Ed Roberson’s new book of poems, The New Wing of the Labyrinth (Singing Horse Press, 2009), opens with these lines:


I entered as a man enters

a labyrinth,      seeing

from hairline fracture to abyss

the magnified whisper


of memory      not finish its sentence

whole [...]


Roberson is the master of a hauntingly meditative rhythm of thought and perception, precisely scored (musically) by means of the poetic line. How can thought and perception be anything but meditative? you ask. What I am trying to articulate is my sense of an utterance that unwinds syntactically not in the order of the expected narrative structuring of a personal anecdote or of reference to a personal circumstance, but rather, in the form of the poet telling what he (or I should say his poetic alter ego, his poetic self, the self created in and by the poem) is thinking while simultaneous questioning and responding to his own thought.


Roberson’s interiority makes it possible for him to write “Somewhere I’m the disappointment in myself,” when he is in “A Bout Of” (the title) “One of those malarias of memory” (the first line). “Somewhere” seems somewhere else, still within him. “You’ve gained the language used for not speaking” (“A Small Residue”), he writes to himself–ruefully yet not without a hint of the achievement of this. He does not say that it is a language not used for thinking.


He has a gift of startling and just metaphors.
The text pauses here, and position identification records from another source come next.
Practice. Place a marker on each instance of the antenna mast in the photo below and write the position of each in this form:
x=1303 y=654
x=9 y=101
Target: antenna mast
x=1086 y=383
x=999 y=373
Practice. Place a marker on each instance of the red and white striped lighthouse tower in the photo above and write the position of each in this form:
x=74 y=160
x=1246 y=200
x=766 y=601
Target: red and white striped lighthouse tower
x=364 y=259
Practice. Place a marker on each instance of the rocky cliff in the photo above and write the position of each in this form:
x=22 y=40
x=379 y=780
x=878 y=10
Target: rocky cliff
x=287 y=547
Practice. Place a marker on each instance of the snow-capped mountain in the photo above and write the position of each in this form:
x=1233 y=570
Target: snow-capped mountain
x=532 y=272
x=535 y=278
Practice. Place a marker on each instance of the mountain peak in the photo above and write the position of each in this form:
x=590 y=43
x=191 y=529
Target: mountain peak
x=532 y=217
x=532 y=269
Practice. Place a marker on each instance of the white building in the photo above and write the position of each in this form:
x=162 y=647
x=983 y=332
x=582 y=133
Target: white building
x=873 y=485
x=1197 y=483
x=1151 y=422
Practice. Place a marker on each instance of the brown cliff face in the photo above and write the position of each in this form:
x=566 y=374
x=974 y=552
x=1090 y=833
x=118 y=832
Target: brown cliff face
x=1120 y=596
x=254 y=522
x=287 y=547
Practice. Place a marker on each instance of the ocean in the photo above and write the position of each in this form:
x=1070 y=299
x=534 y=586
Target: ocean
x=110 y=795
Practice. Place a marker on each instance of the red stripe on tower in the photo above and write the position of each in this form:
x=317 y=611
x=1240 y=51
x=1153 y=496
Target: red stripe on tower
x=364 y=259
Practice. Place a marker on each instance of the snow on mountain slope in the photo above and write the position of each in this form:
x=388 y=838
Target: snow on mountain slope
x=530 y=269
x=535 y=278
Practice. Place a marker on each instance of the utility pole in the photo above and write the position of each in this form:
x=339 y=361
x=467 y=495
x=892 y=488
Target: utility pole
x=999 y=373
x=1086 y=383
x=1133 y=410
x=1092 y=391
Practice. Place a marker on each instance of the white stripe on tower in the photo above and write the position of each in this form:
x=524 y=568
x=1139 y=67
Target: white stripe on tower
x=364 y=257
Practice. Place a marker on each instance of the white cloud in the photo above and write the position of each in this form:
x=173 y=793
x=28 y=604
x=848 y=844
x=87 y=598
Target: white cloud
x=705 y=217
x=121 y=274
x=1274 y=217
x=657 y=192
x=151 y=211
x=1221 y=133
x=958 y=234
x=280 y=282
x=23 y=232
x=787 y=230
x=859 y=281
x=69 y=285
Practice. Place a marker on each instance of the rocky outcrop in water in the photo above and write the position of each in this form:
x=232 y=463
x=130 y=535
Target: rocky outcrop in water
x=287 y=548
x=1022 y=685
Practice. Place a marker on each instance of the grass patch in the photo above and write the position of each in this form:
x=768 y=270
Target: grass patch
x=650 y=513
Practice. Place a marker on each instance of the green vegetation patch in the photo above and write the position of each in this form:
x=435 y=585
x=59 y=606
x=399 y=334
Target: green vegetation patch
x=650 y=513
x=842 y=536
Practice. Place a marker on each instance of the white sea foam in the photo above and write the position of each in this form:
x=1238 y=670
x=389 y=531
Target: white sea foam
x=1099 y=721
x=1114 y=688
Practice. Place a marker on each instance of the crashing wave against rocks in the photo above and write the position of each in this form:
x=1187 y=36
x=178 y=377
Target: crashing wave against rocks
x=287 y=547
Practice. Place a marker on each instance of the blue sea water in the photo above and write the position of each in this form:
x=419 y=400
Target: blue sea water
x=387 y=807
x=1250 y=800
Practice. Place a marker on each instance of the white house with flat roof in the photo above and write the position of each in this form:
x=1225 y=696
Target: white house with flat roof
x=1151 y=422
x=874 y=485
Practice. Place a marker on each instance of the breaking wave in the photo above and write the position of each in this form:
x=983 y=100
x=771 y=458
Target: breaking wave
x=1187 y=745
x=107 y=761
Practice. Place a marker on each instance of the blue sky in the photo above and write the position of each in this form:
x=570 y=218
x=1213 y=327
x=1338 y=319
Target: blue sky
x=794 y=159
To characterize the sudden access of an unexpected thought, he writes of a “Manic Tack” (which in the poem eventuates in manic talk):


When you flip the side of the sail

the wind is in     –I’ve heard you use

the word–     but the pop      that whack sound

it makes and the boat jumps forward


what is that?       –that’s how it feels

when      what one opinion says is a chemical

change in my brain and next thing

I know my clothes are all over


the room like angry whitecaps

my face near being a wave off

my head [...]

And he writes:

The shadow barcode of the tiger–

scanned through


the grasses

we are just now understanding


that we too register in

the deeper darkness–


turns up a receipt

statement of experience


somehow we know

has some due.

This poem makes several turns, bringing into articulation additional metaphors for what is finally a sense of existential, even if not political, freedom.


Roberson has produced acrobatic leaps and counter-leaps of thought, including a somewhat startling arrival, in some poems, at a bluntness about race in America. “The Depths of an Old Wrong” and “A Small Residue,” which I quoted above, are mostly about “what white folks will say” and what, in response, Roberson will … “sing.”


In other poems his compressed, sometimes halting, sometimes rushing syntax and thought reach inward from episode and image to the very edge of being, and of being alive; I’m thinking of the five short poems that follow the overall title of “Rush,” and also of the autobiographical sequence “’There are many stops along the way ‘.” Roberson’s sense of the ultimate justification for and of a life is at once a kind of doubt and an exhilarating doubleness of thought; he says one thing and his very own lines may both fulfill it and oppose it, in the way they move.


And all of that is in part one of this two-part book. Read into part two and you will find much more—a way of writing that seems to have gone around a corner from part one. Graceful, and no less a close study of the edge between life and death, but different in tone.